To be honest, half the time I make graphics and designs in Photoshop and then overlay them into Indesign solely to save them in specific formats because I find the program to be tiresome. Any help would be awesome.
Three answers:
?
2011-04-01 14:03:40 UTC
I feel your pain. You're more aware of what the problem is than you know though.



To stroke letters:

Make sure the letters are selected, not the box. So hit the type tool, double-click (you know the drill). At that point, on the top left of the "Swatches" palette, hit the incredibly small "Stoke" box so it moves to the front. Then choose your color. Open the "Stroke" palette and make sure the outline's "Weight" is the thickness that you want. You also have the options of setting the stroke on the outside, inside or center of the actual letter's edge.



I was told long ago, via Before & After magazine, that the best way to have outlined text look natural is to:

A.) Set the word

B.) Kern it wider

C.) Apply the outline

D.) Make a copy of that

E.) Exact paste

F.) remove the outline from the top copy



Now... if you don't select the text with the text tool, but use the "Selection" or "Direct Selection (one of the top two tools), it will apply the effect to the box instead. Yeah, seriously. I feel your pain. But over the last four years this annoying option has actually come in handy for me because you can apply the multiply affect to a photo within a box and it can help you in certain circumstances.

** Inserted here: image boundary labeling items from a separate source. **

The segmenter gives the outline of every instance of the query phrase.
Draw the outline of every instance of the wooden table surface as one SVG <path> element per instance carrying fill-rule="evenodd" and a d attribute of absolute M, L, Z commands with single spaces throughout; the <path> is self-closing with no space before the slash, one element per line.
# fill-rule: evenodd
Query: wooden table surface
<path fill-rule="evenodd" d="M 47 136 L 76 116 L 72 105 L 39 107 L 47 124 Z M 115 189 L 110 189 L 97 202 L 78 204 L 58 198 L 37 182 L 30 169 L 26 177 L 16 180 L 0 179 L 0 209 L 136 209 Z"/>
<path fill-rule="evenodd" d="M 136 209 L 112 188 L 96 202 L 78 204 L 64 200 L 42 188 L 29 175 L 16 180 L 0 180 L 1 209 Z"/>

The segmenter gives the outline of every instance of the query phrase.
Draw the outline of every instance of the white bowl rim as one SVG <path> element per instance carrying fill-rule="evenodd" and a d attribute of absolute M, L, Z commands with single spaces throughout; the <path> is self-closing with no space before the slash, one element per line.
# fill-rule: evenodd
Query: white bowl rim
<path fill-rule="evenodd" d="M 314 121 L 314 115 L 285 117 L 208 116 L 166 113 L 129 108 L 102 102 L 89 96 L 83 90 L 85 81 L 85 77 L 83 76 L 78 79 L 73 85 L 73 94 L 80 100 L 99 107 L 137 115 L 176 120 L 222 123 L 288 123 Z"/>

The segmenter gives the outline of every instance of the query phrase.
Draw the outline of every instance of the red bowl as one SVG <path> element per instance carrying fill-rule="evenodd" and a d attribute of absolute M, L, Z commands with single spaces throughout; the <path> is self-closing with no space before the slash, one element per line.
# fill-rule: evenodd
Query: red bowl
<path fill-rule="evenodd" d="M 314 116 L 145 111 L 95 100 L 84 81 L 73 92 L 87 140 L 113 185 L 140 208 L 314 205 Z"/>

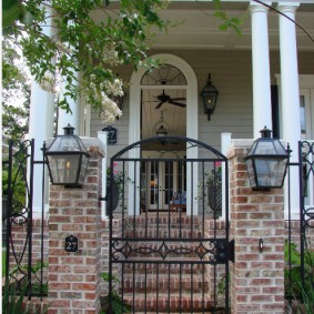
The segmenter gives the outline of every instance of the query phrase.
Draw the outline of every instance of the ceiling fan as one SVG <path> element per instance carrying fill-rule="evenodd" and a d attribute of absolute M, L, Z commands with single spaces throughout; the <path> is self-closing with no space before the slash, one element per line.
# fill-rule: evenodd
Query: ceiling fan
<path fill-rule="evenodd" d="M 186 107 L 185 103 L 178 102 L 179 100 L 186 100 L 185 98 L 171 98 L 170 95 L 164 93 L 164 90 L 162 91 L 161 94 L 156 95 L 155 98 L 159 101 L 159 104 L 155 107 L 155 109 L 160 109 L 166 102 L 182 108 Z"/>

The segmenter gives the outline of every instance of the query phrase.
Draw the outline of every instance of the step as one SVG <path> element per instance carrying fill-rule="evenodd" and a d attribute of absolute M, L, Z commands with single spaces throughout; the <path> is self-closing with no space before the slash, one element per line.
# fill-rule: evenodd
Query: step
<path fill-rule="evenodd" d="M 170 297 L 168 294 L 160 293 L 148 293 L 136 294 L 133 300 L 133 294 L 124 294 L 123 300 L 126 304 L 131 305 L 135 308 L 135 313 L 140 313 L 141 311 L 159 311 L 159 312 L 190 312 L 193 313 L 210 311 L 213 306 L 210 297 L 202 297 L 201 294 L 171 294 Z"/>
<path fill-rule="evenodd" d="M 131 293 L 207 293 L 209 282 L 203 282 L 202 275 L 171 274 L 169 275 L 133 275 L 125 274 L 123 276 L 123 292 Z"/>
<path fill-rule="evenodd" d="M 155 260 L 169 260 L 169 259 L 182 259 L 186 261 L 200 261 L 202 256 L 207 257 L 210 246 L 205 247 L 206 243 L 203 242 L 173 242 L 173 241 L 152 241 L 152 242 L 128 242 L 128 245 L 123 250 L 124 255 L 130 259 L 155 259 Z"/>
<path fill-rule="evenodd" d="M 204 267 L 207 267 L 207 265 L 202 265 L 202 264 L 193 264 L 193 274 L 202 273 L 202 270 Z M 144 273 L 148 274 L 155 274 L 159 272 L 159 274 L 168 274 L 169 272 L 171 274 L 191 274 L 191 264 L 188 262 L 184 264 L 176 264 L 175 261 L 173 264 L 155 264 L 155 263 L 150 263 L 148 259 L 143 261 L 143 263 L 136 261 L 134 264 L 124 264 L 123 270 L 124 273 L 128 272 L 135 272 L 135 275 L 141 275 Z"/>
<path fill-rule="evenodd" d="M 126 230 L 124 232 L 123 237 L 143 237 L 143 239 L 180 239 L 180 240 L 191 240 L 191 239 L 207 239 L 207 234 L 203 234 L 203 232 L 200 229 L 193 229 L 191 230 L 190 226 L 183 227 L 183 226 L 171 226 L 170 229 L 168 226 L 163 227 L 150 227 L 150 229 L 136 229 L 133 230 Z"/>

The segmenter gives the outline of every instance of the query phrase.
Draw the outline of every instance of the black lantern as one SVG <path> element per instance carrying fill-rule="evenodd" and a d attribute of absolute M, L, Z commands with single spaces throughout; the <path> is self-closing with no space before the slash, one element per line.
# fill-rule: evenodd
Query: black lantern
<path fill-rule="evenodd" d="M 118 108 L 123 111 L 123 107 L 124 107 L 124 99 L 126 97 L 126 93 L 123 91 L 122 95 L 113 95 L 110 94 L 109 98 L 117 103 Z"/>
<path fill-rule="evenodd" d="M 201 92 L 201 97 L 203 99 L 204 113 L 206 113 L 209 120 L 211 120 L 211 114 L 214 113 L 219 98 L 219 91 L 212 83 L 211 73 L 209 74 L 207 82 Z"/>
<path fill-rule="evenodd" d="M 74 135 L 74 128 L 68 124 L 64 135 L 57 135 L 45 151 L 51 183 L 68 188 L 81 188 L 90 155 L 82 140 Z"/>
<path fill-rule="evenodd" d="M 166 136 L 168 134 L 166 128 L 169 129 L 169 124 L 163 120 L 163 111 L 161 111 L 160 114 L 161 114 L 160 120 L 155 124 L 154 131 L 155 131 L 156 136 Z"/>
<path fill-rule="evenodd" d="M 288 153 L 278 140 L 271 138 L 271 132 L 265 126 L 262 138 L 254 141 L 245 156 L 252 190 L 270 191 L 284 183 Z"/>

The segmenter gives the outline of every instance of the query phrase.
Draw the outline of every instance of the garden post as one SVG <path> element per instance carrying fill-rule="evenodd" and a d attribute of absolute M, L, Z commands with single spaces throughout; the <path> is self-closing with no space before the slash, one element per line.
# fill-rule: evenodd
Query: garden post
<path fill-rule="evenodd" d="M 90 161 L 82 189 L 50 185 L 49 314 L 100 313 L 102 159 L 98 139 L 82 139 Z M 65 252 L 65 239 L 79 251 Z"/>
<path fill-rule="evenodd" d="M 229 151 L 232 314 L 284 313 L 283 189 L 252 191 L 244 156 L 253 141 L 234 140 Z"/>

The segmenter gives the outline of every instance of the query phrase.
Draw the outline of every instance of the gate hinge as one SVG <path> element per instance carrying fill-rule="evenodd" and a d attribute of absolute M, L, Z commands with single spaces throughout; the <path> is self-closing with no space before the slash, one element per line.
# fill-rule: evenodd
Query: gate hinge
<path fill-rule="evenodd" d="M 234 263 L 234 240 L 231 240 L 229 242 L 226 254 L 227 254 L 227 261 Z"/>
<path fill-rule="evenodd" d="M 224 264 L 229 261 L 234 262 L 234 240 L 226 242 L 225 239 L 216 239 L 215 246 L 215 259 L 219 264 Z"/>

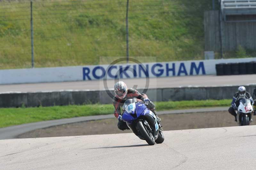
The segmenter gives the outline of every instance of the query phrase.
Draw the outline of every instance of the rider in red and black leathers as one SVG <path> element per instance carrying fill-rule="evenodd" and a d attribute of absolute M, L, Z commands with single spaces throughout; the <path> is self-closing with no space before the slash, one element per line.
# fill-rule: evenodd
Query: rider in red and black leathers
<path fill-rule="evenodd" d="M 137 98 L 138 102 L 140 102 L 146 104 L 147 107 L 156 115 L 156 117 L 159 122 L 161 119 L 159 118 L 155 111 L 155 105 L 154 104 L 148 97 L 144 94 L 141 94 L 135 89 L 128 88 L 123 81 L 118 81 L 115 83 L 114 86 L 114 92 L 116 95 L 113 98 L 113 105 L 115 107 L 114 114 L 118 120 L 117 127 L 120 130 L 124 130 L 129 129 L 129 128 L 126 123 L 123 120 L 121 107 L 124 102 L 127 99 Z"/>
<path fill-rule="evenodd" d="M 145 94 L 141 94 L 134 89 L 128 88 L 127 94 L 125 98 L 120 99 L 117 97 L 116 95 L 113 98 L 113 105 L 115 109 L 114 114 L 116 118 L 118 118 L 119 115 L 121 115 L 121 108 L 123 106 L 125 100 L 133 98 L 137 98 L 139 99 L 138 101 L 141 100 L 144 101 L 144 99 L 148 98 L 148 97 Z M 129 129 L 126 123 L 123 121 L 119 121 L 117 126 L 118 128 L 122 130 Z"/>

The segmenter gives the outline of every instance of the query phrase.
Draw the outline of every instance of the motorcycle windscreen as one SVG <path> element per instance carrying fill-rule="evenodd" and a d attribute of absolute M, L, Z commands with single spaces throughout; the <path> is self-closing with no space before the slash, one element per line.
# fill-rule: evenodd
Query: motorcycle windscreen
<path fill-rule="evenodd" d="M 123 114 L 123 120 L 125 121 L 131 121 L 137 119 L 138 117 L 135 114 L 135 110 L 136 105 L 135 103 L 132 103 L 128 104 L 128 103 L 124 104 L 124 112 Z"/>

FYI: Know that you can place layered PSD files in InDesign and turn on/off the PSD's layers via InDesign's "Object Layer Options" palette.



I hope this helps.





Adrienne
weichman
2016-11-16 12:24:21 UTC
Drop Shadow In Indesign
anonymous
2016-03-01 10:16:29 UTC
Yeah! Bq: never Bq 2: i've never heard of a guy texting "xx", but if he does he probably likes you! Bq 3: edit


This content was originally posted on Y! Answers, a Q&A website that shut down in 2021.